‘The problem with energy,’ says the earnest energy department civil servant across the café table from me, ‘is entropy. Actually, three problems. Where the energy comes from is a problem. Where it goes to when we’re done with it is a problem. And the process of using it is a problem. Those three things will always be true. They will always cost us in money, resources and consequences.’ Then she adds, looking nervously about her: ‘But saying so is a shortcut to a short career. People want to hear that they can have unlimited free supplies, without spoiling their view, while saving the planet at the same time... juggling things to try and square that circle is mostly computerised data analysis.’
The analysis to which she refers is not just application of a known set of techniques to a static set of criteria. Not only is the landscape changing as technologies and economics shift, but the analysis itself invariably informs change in both methodologies and approaches that in turn alter the criteria on which the analysis was based. This is not unique to energy issues, nor to the present time, but it does become more acute when (as here) both policy and innovation respond to pressure in an area where margins have become the main area for advance. As Tom Tietenberg commented in a survey of energy efficiency effectiveness this year, ‘policy makers must recognise an expanded set of barriers and respond with some ingenuity in applying an expanded set of available instruments’.1
Where energy comes from is, one way or another, to be blunt, the environment – and the environment is not only an emotive subject, but an increasingly urgent focus of scientific attention. Energy acquisition also interpenetrates with other urgent supply concerns: food production, for instance, has become an energy intensive activity whose outputs are in their turn coming under pressure from biofuels demand. Where it goes after we’ve done with it is, once again, the environment – usually as heat, at a time when we are worrying about environmental warming. And how we use it decides how much we need to extract, and how much of it we return, and the ratio of that utilised to that wasted.
For much of history, energy sources were direct. A fire might be wasteful, but it delivered the heat of combustion direct from the fuel to the point of application; the fuel might have to be collected, but generally not from great distances. A windmill might have great frictional losses, but it converted wind energy directly into movement of grinding stones against the wheat. A ship might be slow, and at the mercy of the weather, but the wind in its sails converted directly to its movement.
The industrial revolution brought a new approach: energy became a commodity to be transported and stored, passing through multiple conversion stages with loss or consumption at each. Coal or oil or gas must be dug from the ground, transported, and burned. Where heat was not the desired output, it converted water to steam whose pressure was in turn converted to movement. With the arrival of electricity, which has made flexible modern information societies possible, the movement was still not the output. Energy must be converted again, the resulting current incurring further losses as it transferred from generator to point of consumption, where it was converted again – often back into movement and heat.
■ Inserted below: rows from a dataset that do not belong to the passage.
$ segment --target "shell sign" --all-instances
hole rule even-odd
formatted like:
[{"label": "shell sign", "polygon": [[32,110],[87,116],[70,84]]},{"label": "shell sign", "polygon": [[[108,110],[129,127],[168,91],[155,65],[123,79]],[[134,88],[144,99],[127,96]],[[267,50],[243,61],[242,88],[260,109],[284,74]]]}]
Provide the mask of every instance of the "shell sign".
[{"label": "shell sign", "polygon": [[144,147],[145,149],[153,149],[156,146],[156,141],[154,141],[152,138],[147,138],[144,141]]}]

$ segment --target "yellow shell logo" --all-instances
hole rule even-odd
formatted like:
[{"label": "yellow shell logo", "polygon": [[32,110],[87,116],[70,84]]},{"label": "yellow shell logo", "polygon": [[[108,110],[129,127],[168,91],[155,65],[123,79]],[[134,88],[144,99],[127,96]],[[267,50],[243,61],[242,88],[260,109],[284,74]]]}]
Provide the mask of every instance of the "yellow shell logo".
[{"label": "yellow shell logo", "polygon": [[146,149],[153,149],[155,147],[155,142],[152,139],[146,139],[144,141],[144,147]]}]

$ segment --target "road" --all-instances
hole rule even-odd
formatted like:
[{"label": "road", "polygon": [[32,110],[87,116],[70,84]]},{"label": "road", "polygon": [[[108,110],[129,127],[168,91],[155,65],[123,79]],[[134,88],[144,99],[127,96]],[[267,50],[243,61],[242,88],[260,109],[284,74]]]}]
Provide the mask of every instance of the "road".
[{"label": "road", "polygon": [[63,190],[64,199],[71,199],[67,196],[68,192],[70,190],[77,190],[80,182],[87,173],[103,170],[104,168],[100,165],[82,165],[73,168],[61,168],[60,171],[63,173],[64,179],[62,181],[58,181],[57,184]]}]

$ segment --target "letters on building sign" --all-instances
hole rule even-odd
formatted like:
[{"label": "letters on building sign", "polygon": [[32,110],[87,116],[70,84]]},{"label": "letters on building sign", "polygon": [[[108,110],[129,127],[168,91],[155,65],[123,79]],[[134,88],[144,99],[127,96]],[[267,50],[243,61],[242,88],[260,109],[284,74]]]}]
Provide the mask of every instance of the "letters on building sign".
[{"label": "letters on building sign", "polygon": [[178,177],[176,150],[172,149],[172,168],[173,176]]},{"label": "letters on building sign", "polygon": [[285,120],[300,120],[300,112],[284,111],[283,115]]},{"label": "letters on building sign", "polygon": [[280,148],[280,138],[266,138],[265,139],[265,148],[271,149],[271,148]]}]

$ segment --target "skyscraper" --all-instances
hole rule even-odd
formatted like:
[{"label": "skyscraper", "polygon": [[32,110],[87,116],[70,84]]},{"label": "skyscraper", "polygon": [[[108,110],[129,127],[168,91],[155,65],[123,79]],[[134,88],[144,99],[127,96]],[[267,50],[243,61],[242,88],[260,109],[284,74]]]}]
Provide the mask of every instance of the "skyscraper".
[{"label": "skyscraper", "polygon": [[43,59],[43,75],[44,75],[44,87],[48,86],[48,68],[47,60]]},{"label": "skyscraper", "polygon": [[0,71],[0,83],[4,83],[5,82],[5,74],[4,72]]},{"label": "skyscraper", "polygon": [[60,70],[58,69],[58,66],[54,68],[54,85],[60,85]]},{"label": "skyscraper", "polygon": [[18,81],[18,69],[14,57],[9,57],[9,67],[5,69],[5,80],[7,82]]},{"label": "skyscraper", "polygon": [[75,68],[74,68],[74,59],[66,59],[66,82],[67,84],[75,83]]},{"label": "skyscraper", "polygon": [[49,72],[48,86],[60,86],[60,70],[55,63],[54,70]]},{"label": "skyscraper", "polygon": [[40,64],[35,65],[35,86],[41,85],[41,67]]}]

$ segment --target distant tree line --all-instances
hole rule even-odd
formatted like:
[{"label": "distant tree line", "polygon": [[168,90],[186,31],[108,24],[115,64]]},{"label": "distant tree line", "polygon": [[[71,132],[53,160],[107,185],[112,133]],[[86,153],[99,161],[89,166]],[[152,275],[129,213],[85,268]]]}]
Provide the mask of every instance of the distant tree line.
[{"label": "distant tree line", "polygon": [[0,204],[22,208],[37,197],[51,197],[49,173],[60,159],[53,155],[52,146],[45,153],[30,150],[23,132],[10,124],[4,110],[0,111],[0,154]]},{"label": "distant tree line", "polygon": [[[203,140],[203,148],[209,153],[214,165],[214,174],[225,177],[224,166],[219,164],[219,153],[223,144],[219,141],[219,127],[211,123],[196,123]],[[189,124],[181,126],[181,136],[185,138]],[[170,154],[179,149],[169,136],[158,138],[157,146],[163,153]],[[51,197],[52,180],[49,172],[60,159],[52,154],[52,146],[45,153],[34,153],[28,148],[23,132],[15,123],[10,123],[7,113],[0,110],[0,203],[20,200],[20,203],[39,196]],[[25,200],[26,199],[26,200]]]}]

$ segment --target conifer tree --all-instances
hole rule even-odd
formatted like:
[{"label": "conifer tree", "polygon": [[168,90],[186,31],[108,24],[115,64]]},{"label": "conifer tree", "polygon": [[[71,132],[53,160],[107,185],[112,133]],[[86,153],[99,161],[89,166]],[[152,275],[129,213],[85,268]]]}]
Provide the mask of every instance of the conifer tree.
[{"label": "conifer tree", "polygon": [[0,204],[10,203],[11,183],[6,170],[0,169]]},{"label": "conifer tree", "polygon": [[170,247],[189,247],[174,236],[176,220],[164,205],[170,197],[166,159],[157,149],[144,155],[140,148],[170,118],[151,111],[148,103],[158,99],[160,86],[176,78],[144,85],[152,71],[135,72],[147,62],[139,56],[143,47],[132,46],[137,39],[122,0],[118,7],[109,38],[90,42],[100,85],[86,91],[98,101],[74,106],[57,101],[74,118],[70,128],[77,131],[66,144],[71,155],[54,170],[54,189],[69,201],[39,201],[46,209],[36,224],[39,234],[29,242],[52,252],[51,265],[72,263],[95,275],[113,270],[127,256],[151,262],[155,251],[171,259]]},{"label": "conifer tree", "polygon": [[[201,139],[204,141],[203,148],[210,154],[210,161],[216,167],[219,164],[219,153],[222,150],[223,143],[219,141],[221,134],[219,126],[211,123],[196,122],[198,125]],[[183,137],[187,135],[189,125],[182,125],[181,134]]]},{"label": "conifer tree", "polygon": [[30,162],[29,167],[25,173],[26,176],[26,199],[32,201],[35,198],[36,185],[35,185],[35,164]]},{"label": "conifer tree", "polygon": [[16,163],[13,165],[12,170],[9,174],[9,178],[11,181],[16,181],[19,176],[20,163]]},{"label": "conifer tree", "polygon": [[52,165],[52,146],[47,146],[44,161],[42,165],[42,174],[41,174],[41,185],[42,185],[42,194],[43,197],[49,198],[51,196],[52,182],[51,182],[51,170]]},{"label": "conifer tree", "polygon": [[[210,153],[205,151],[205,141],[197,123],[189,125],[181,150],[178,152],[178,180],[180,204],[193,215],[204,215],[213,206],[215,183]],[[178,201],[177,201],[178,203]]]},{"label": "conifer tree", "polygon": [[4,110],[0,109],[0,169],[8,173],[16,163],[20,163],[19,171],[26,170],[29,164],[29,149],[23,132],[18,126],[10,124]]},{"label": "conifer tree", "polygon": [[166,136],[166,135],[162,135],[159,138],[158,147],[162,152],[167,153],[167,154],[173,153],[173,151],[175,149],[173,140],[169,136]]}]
The heat rate efficiency of a steam-driven generation plant could in principle approach 40 per cent, and has done so in experimental demonstration, but real figures are closer to about 30 per cent. That is, approximately 3kW hours of heat are used to produce 1kW hour of electricity2. Gas turbines do considerably better, in some cases approaching 60 per cent through reuse of steam and chimney heat, but all of that heat is released, one way or another, into the environment of the generator. The electricity undergoes losses in the region of seven per cent in transit3, the result being further heat wasted into the environment en route. Use at the far end ultimately returns all of the remaining electricity to the environment as heat through further wasteful conversions. Not taken into account in there are the energy costs of transporting the generator turbine fuel, manufacturing and maintaining the generator and power lines, and so on. The energy cost of energy is astonishing.
Nor, of course, is the energy loss the only cost; sulphur compounds, though now largely tamed in the developed economies, have caused a lot of grief and carbon emissions remain of pressing concern. However, there is a link: if fuel burned per unit of energy delivered can be driven down in the interest of efficiency, carbon emission will also fall. Reducing fuel usage also opens up possibilities of reduced operating cost, offering an incentive to adopt more efficient methods.
With the possible exception of solar energy, where heat from the sun is intercepted and made to work for its living before going into the environment in which it would have ended up anyway, there is no costless energy source at the point of generation. Even solar methods require energy to produce the transducers, installations and means of distribution. Other methods such as wind, hydro, tidal and geothermal power, for instance, do dispense with fuels, but still involve production investment and extract energy from a finite system. Easy economies have long ago been made; further progress lies in management of margins and the careful economic introduction of alternative generation technologies. And that is where the computerised data analysis comes in.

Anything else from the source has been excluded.